世界有数のテイスターが審査員として参加し、その年のオリーブオイルの品質が評価されるOLIVE JAPAN® 2026 国際オリーブコンテスト」 の結果が6月中旬に発表された。今年度のエントリー総数は801品。5月7日より予備審査ならびに5月27日〜29日の本審査により厳正な審査が行われた結果、最優秀賞8品、多田俊哉オリーブオイルソムリエ®特別賞10品、金賞374品(うち21品が新設のテーブルオリーブ部門)、銀賞228品(うち10品がテーブルオリーブ部門)、ならびに各国ベスト賞、マーガレットエドワーズ記念特別賞1品が選ばれた。編集部はコンテストを運営する日本オリーブオイルソムリエ協会の多田俊哉理事長に、コンテストから見えてきた傾向と注目すべき点を伺った。【 OLIVE JAPAN®2026 から見えてきた傾向と注目すべき点 】

OLIVE JAPAN®2026 から見えてきた傾向と注目すべき点

【画像提供:日本オリーブオイルソムリエ協会】

審査会までの道のりは、例年とは少し違った

編集部:今年は5月7日より予備審査、5月27日〜29日に本審査が行われたようですが、今年度ならではの特徴的なことはありましたか?

多田理事長:実は今年は例年以上に運営上の苦労が多かったです。
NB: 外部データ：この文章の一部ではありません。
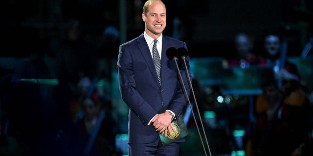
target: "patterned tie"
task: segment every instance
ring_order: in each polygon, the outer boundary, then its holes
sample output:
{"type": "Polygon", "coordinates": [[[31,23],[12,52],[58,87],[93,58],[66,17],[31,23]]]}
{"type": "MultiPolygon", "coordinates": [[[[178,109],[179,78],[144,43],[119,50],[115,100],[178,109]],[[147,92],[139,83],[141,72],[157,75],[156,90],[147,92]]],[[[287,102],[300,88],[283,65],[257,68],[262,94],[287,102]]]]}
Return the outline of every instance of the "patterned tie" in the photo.
{"type": "Polygon", "coordinates": [[[152,56],[153,57],[153,62],[155,63],[155,66],[156,70],[156,74],[158,78],[158,81],[161,85],[161,59],[156,49],[156,42],[157,40],[155,39],[153,42],[153,46],[152,47],[152,56]]]}

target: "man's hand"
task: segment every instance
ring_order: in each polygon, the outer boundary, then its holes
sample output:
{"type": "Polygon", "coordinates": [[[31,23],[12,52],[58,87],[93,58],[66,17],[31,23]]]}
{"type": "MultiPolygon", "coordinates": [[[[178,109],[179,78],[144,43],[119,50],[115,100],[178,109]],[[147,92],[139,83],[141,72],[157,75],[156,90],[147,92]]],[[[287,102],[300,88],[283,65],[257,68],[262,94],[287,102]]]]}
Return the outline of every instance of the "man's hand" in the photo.
{"type": "Polygon", "coordinates": [[[165,135],[165,136],[167,136],[168,131],[171,135],[172,130],[176,131],[173,125],[171,124],[172,117],[172,115],[168,112],[157,115],[152,121],[156,131],[158,131],[163,136],[165,135]]]}

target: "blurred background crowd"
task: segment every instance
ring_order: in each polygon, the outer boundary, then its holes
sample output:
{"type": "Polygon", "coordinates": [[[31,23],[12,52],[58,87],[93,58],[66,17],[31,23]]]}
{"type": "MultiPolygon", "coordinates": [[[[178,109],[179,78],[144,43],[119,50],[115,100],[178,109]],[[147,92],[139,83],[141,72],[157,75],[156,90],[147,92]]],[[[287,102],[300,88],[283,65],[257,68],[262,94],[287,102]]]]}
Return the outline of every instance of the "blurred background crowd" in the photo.
{"type": "MultiPolygon", "coordinates": [[[[145,1],[2,2],[0,156],[127,156],[116,62],[145,1]]],[[[196,97],[181,156],[204,155],[199,117],[213,156],[313,155],[313,1],[163,1],[196,97]]]]}

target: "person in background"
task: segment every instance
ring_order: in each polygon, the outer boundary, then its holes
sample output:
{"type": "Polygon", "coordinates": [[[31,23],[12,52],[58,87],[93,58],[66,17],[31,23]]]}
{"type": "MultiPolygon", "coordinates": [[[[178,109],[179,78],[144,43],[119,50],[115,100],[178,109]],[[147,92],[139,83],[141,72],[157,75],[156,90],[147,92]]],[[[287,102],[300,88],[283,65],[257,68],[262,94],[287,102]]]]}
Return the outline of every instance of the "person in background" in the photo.
{"type": "Polygon", "coordinates": [[[240,66],[243,68],[250,65],[262,63],[261,58],[253,51],[253,40],[246,33],[239,33],[235,38],[236,55],[234,57],[223,60],[224,67],[240,66]]]}
{"type": "Polygon", "coordinates": [[[281,46],[278,35],[265,38],[266,64],[273,68],[274,77],[264,84],[263,94],[256,98],[253,138],[256,156],[296,155],[308,140],[308,101],[296,65],[288,59],[282,62],[281,46]]]}
{"type": "Polygon", "coordinates": [[[117,61],[120,93],[130,108],[129,156],[178,156],[179,142],[185,139],[163,146],[159,134],[167,136],[176,131],[171,122],[187,104],[190,90],[186,77],[189,58],[185,59],[187,69],[183,62],[178,62],[186,89],[184,92],[176,63],[165,54],[170,47],[187,49],[186,44],[163,34],[167,19],[165,5],[161,0],[147,1],[142,15],[144,32],[120,46],[117,61]],[[158,54],[154,54],[156,49],[158,54]],[[155,55],[160,58],[160,73],[159,66],[154,63],[158,61],[154,59],[155,55]]]}

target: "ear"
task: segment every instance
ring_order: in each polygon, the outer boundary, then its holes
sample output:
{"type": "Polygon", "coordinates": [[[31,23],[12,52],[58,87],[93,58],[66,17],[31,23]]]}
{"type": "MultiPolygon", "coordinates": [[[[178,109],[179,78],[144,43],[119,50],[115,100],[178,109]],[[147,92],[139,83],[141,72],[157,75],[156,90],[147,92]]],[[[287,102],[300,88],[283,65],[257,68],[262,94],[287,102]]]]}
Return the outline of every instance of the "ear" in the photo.
{"type": "Polygon", "coordinates": [[[145,15],[145,13],[142,13],[142,20],[146,22],[146,15],[145,15]]]}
まず審査員の招聘が大変でした。ウクライナ情勢から始まり中東情勢の影響もあり、世界が不穏な状況で、審査員の皆さんが来日する手段が限られてしまったり、航空券の価格が倍になってしまったり、審査のために来日する手段の道が閉ざされてしまった方も複数いて、審査員を招聘するのに2転3転しました。幸い調整は必要でしたがスペイン、イタリア、モロッコ、チュニジア、トルコ、オーストラリア、アルゼンチン、チリ、そして日本の素晴らしい17名の審査員が参加し例年通りの厳格な審査会を行うことができました。
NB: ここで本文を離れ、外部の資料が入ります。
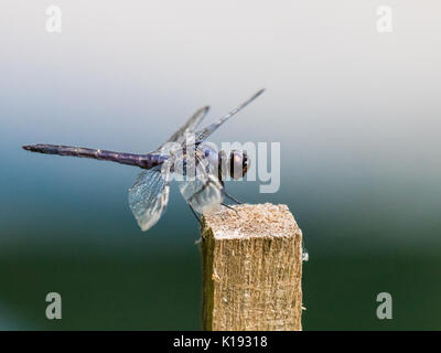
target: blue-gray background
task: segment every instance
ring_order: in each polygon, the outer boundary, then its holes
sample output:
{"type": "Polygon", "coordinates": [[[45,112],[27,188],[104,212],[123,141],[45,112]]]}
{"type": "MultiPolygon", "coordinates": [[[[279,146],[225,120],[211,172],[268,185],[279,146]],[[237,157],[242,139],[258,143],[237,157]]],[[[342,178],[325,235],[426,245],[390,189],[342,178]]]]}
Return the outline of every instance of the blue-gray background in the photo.
{"type": "Polygon", "coordinates": [[[2,1],[0,329],[200,329],[198,227],[176,191],[143,234],[136,169],[20,147],[147,152],[200,106],[213,121],[261,87],[213,139],[281,143],[278,193],[230,190],[288,204],[303,229],[304,329],[441,329],[440,6],[388,1],[378,33],[381,4],[2,1]]]}

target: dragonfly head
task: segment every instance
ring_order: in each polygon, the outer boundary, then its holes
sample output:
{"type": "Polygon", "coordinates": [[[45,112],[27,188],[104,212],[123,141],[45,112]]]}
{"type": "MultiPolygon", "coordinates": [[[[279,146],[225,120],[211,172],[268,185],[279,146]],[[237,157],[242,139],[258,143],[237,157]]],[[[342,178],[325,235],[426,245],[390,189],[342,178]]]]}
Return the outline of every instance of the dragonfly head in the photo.
{"type": "Polygon", "coordinates": [[[229,154],[229,175],[233,179],[244,178],[248,171],[249,160],[247,152],[233,150],[229,154]]]}

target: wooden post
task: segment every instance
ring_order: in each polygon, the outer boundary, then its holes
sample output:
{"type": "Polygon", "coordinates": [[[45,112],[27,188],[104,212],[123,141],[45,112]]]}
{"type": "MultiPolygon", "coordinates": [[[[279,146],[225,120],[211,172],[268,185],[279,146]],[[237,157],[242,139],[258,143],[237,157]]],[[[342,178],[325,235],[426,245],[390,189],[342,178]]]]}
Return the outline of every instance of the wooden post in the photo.
{"type": "Polygon", "coordinates": [[[287,205],[202,218],[203,329],[301,330],[302,232],[287,205]]]}

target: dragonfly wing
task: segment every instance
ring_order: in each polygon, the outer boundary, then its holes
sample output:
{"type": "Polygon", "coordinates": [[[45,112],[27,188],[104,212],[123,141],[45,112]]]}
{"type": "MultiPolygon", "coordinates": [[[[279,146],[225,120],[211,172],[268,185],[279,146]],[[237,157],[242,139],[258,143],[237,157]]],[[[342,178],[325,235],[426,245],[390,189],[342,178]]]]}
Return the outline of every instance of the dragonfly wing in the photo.
{"type": "Polygon", "coordinates": [[[216,208],[224,200],[223,184],[198,151],[194,158],[185,158],[185,176],[179,186],[185,201],[200,213],[216,208]]]}
{"type": "Polygon", "coordinates": [[[130,210],[142,231],[148,231],[161,218],[169,202],[170,168],[165,164],[141,172],[129,190],[130,210]]]}
{"type": "Polygon", "coordinates": [[[232,118],[235,114],[239,113],[241,109],[244,109],[247,105],[249,105],[252,100],[255,100],[258,96],[260,96],[265,89],[260,89],[259,92],[255,93],[252,97],[250,97],[248,100],[244,101],[241,105],[229,111],[227,115],[223,116],[219,121],[214,122],[209,126],[207,126],[205,129],[202,129],[195,133],[195,140],[197,143],[203,142],[206,140],[208,136],[211,136],[220,125],[223,125],[225,121],[227,121],[229,118],[232,118]]]}
{"type": "Polygon", "coordinates": [[[158,148],[158,151],[164,152],[173,148],[173,146],[180,147],[185,141],[186,135],[194,131],[197,125],[205,118],[208,110],[208,106],[197,109],[176,132],[158,148]]]}

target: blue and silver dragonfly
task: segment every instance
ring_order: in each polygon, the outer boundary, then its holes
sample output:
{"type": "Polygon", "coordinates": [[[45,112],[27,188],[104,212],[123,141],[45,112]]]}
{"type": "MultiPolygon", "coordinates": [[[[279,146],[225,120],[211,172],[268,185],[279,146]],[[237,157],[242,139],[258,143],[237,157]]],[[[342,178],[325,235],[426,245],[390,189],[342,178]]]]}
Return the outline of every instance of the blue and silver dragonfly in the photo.
{"type": "Polygon", "coordinates": [[[142,231],[151,228],[162,216],[169,202],[169,183],[176,178],[181,194],[197,217],[197,213],[224,205],[228,195],[224,188],[227,176],[243,178],[249,167],[246,151],[217,152],[207,146],[207,138],[225,121],[260,96],[260,89],[252,97],[223,116],[217,122],[195,132],[207,115],[209,107],[202,107],[157,150],[146,154],[112,152],[83,147],[56,145],[31,145],[23,149],[46,154],[72,156],[112,161],[144,169],[129,190],[129,205],[142,231]]]}

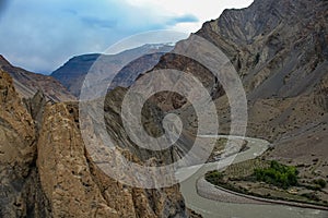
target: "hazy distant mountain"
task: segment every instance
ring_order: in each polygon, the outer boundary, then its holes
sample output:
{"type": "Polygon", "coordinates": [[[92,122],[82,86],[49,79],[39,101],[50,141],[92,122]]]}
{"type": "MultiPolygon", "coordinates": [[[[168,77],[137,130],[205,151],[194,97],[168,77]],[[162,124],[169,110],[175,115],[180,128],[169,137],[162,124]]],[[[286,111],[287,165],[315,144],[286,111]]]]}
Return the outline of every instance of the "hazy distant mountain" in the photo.
{"type": "MultiPolygon", "coordinates": [[[[116,86],[130,86],[140,73],[151,70],[159,62],[160,58],[164,53],[169,52],[172,49],[173,46],[171,45],[150,44],[126,50],[117,55],[102,56],[102,61],[108,65],[110,64],[110,68],[115,69],[117,65],[121,65],[121,63],[126,60],[133,60],[140,55],[144,55],[144,57],[140,58],[139,60],[134,60],[130,64],[126,65],[126,68],[124,68],[115,77],[110,88],[116,86]]],[[[99,56],[99,53],[91,53],[74,57],[58,70],[54,71],[51,76],[61,82],[61,84],[63,84],[70,93],[79,97],[84,77],[99,56]]],[[[110,71],[110,69],[108,71],[110,71]]]]}
{"type": "Polygon", "coordinates": [[[75,97],[54,77],[13,66],[2,56],[0,56],[0,69],[13,77],[15,89],[22,97],[30,98],[33,97],[37,90],[42,90],[45,96],[52,101],[70,101],[75,99],[75,97]]]}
審査会場の共通言語は英語だが、オリーブが共通言語となり各国から集まった審査員間で厳格且つ和やかな議論が交わされる【画像提供:日本オリーブオイルソムリエ協会】

また、コンテストの出品者によってはサンプル商品を何回日本に送っても当事務局に届かず残念ながら出品に至らなかった生産者もいたようです。主催者側はHP上でDHL利用を推奨していたのですがFEDEX、UPS、郵便小包等で送られてくる出品者も多く発送手段が明暗を分けたとも言えます。OLIVE JAPANのような国際コンテスト運営には、世界情勢の影響は避けられないことを実感しました。

極めて低いエントリー商品のディフェット率

編集部:審査会前から緊張感のある展開だったようですが、エントリー商品に今年ならではの傾向はありましたか?
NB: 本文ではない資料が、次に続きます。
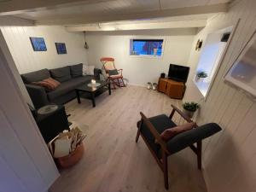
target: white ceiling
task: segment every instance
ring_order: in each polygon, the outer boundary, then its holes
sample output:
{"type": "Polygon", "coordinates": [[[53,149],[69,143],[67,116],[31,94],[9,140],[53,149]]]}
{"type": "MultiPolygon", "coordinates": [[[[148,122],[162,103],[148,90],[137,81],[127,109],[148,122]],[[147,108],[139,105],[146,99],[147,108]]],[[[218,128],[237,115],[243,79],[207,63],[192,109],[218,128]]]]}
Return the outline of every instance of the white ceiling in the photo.
{"type": "MultiPolygon", "coordinates": [[[[201,27],[203,20],[227,10],[232,0],[0,0],[0,15],[15,15],[37,25],[77,26],[117,20],[169,18],[169,26],[201,27]],[[193,20],[193,23],[189,20],[193,20]],[[196,20],[198,22],[196,22],[196,20]],[[179,21],[179,23],[177,23],[179,21]],[[181,22],[183,21],[183,24],[181,22]],[[172,25],[170,25],[172,22],[172,25]],[[187,25],[186,23],[187,22],[187,25]]],[[[151,21],[149,21],[151,23],[151,21]]],[[[155,23],[155,22],[154,22],[155,23]]],[[[105,24],[104,24],[105,25],[105,24]]],[[[106,24],[107,26],[108,24],[106,24]]],[[[114,23],[115,26],[120,25],[114,23]]],[[[154,24],[154,27],[157,27],[154,24]]],[[[167,26],[167,25],[166,25],[167,26]]],[[[148,26],[147,26],[148,27],[148,26]]],[[[146,27],[146,28],[147,28],[146,27]]],[[[149,27],[150,28],[150,27],[149,27]]]]}

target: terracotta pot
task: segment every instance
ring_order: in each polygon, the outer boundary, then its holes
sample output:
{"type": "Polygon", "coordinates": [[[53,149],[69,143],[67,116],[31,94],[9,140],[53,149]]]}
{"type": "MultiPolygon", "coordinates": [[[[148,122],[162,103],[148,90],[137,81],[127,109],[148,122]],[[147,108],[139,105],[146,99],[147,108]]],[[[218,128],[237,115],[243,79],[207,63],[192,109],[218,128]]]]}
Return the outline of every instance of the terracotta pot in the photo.
{"type": "Polygon", "coordinates": [[[188,111],[187,109],[183,108],[183,113],[188,115],[190,119],[193,118],[195,112],[188,111]]]}
{"type": "Polygon", "coordinates": [[[77,164],[83,157],[84,148],[83,143],[79,145],[74,151],[67,156],[55,159],[61,168],[67,168],[77,164]]]}

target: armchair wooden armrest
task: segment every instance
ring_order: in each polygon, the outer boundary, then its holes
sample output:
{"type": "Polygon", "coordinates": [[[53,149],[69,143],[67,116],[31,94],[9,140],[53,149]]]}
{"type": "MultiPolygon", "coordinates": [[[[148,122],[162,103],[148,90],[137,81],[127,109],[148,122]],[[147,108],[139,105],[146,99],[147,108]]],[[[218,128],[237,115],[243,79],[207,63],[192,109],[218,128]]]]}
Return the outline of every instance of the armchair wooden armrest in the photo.
{"type": "Polygon", "coordinates": [[[142,116],[142,120],[141,120],[141,124],[139,125],[139,131],[142,128],[143,123],[146,124],[146,127],[149,130],[149,131],[152,133],[153,137],[155,138],[155,140],[157,141],[157,143],[160,145],[161,148],[163,151],[165,151],[167,154],[170,154],[170,152],[167,149],[166,147],[166,143],[164,142],[159,132],[156,131],[156,129],[154,127],[154,125],[152,125],[152,123],[148,120],[148,119],[143,114],[143,113],[140,112],[140,114],[142,116]]]}
{"type": "Polygon", "coordinates": [[[121,73],[121,75],[123,75],[123,69],[122,68],[118,69],[118,72],[119,72],[119,73],[121,73]]]}

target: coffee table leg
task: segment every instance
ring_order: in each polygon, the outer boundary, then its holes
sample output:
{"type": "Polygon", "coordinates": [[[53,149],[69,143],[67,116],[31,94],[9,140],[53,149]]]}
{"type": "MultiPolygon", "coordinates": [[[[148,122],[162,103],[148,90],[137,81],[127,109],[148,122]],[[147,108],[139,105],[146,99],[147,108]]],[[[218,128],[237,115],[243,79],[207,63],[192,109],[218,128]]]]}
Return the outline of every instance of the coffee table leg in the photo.
{"type": "Polygon", "coordinates": [[[111,84],[110,82],[108,83],[108,94],[111,95],[111,84]]]}
{"type": "Polygon", "coordinates": [[[81,103],[79,91],[77,90],[76,90],[76,94],[77,94],[78,103],[81,103]]]}
{"type": "Polygon", "coordinates": [[[93,108],[95,108],[96,104],[95,104],[95,94],[94,94],[94,92],[91,93],[91,102],[92,102],[93,108]]]}

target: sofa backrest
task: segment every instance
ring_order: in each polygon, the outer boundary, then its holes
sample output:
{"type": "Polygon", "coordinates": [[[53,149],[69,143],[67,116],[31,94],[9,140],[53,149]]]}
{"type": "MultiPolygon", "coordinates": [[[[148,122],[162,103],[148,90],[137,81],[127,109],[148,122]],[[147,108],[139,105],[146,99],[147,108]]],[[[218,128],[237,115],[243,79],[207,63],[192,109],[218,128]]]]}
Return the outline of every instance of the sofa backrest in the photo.
{"type": "Polygon", "coordinates": [[[50,75],[59,82],[64,82],[71,79],[70,67],[66,66],[60,68],[49,69],[50,75]]]}
{"type": "Polygon", "coordinates": [[[31,84],[32,82],[41,81],[49,77],[49,72],[47,68],[21,74],[21,79],[25,84],[31,84]]]}

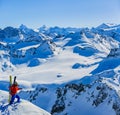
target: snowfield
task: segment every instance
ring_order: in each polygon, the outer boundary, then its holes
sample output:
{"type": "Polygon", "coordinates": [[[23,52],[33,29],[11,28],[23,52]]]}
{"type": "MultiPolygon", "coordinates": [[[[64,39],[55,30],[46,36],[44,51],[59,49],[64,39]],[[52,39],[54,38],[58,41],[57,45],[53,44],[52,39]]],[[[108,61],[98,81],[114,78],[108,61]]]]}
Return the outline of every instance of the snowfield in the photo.
{"type": "Polygon", "coordinates": [[[120,114],[120,25],[4,31],[0,114],[120,114]],[[13,106],[7,105],[9,75],[23,88],[22,102],[13,106]]]}
{"type": "Polygon", "coordinates": [[[8,104],[8,92],[0,90],[0,115],[50,115],[32,103],[21,100],[20,103],[8,104]]]}

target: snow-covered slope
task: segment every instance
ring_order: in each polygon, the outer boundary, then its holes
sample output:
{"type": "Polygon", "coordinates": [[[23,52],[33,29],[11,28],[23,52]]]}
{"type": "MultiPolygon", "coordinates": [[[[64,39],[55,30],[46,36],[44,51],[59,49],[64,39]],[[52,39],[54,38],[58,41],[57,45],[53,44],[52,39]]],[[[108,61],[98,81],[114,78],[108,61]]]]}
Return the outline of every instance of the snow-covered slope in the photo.
{"type": "Polygon", "coordinates": [[[21,98],[52,115],[120,114],[120,25],[8,29],[0,30],[0,89],[17,76],[21,98]]]}
{"type": "Polygon", "coordinates": [[[50,115],[32,103],[21,100],[20,103],[8,104],[8,93],[0,90],[0,115],[50,115]]]}

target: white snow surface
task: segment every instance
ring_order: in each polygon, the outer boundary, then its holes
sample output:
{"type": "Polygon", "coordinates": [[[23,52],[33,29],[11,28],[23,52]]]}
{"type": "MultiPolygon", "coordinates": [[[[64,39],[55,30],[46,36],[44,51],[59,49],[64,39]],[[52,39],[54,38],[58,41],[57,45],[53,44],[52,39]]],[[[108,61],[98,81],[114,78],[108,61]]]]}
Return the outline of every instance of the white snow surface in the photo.
{"type": "Polygon", "coordinates": [[[21,100],[20,103],[8,104],[8,92],[0,90],[0,115],[50,115],[32,103],[21,100]]]}

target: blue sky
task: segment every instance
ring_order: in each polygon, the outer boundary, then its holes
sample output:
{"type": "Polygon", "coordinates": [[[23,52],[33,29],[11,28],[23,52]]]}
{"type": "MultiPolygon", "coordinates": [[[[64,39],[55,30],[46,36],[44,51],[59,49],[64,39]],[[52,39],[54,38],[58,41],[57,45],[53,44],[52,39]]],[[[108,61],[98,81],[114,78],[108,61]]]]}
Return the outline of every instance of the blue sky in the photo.
{"type": "Polygon", "coordinates": [[[0,0],[0,28],[120,24],[120,0],[0,0]]]}

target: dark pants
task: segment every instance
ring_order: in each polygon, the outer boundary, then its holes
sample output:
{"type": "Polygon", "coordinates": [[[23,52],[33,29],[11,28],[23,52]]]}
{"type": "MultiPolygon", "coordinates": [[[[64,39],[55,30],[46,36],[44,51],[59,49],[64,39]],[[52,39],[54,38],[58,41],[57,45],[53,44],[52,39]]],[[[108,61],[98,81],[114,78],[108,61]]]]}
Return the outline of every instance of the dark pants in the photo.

多田理事長:エントリー総数はほぼ例年通りだったのですが、嬉しい驚きがありました。それはエントリーされたオリーブオイルの品質レベルが全体的に高く、ディフェット(オリーブオイル本来の品質や風味が損なわれた欠陥オリーブオイル)の比率が全体の20%を切り、極めて低かったことです。出品者の皆さんが自主的にいいものを見極めてコンテストに出していただいたおかげで、夢のような世界が実現しつつあると感じました。

編集部:エントリーしたオリーブオイルの国ごとの傾向を教えてください。

多田理事長:まずはスペインですが特筆すべきは、最優秀賞の中にスペインの主要品種であるピクアル種が一つも入っていなかったことです。コンテスト開始以来たぶん初めてのことで、多田俊哉特別賞に1品入っただけです。ピクアル種単品のエントリーは40〜50商品ほどありましたが、最優秀賞受賞がなかったのは極めて異例のことです。

スペインのピクアル種に感じた異変

多田理事長:理由は、スペイン産のピクアル種に加熱臭を感じるオーバークック商品が多かったことです。ただ、その生産者の顔ぶれを見ると実力のある生産者も多く、製法が失敗したということではないと感じました。では何が原因なのか? 仮説としては、気候変動により果実の特性やキャラクターが変わっていたのではないかということが考えられます。スペインでは大規模な干ばつが2年続き、オリーブの木は耐えられたが、果実の風味特性までは戻ってないのではないかと推測しています。一大生産地のハエン一帯、北から南へ100キロ離れている生産者でも同じ傾向が見られたのです。干ばつの被害を受けた果実が影響を受けて、それを搾ると風味の特徴が変わってしまったのではないかと感じています。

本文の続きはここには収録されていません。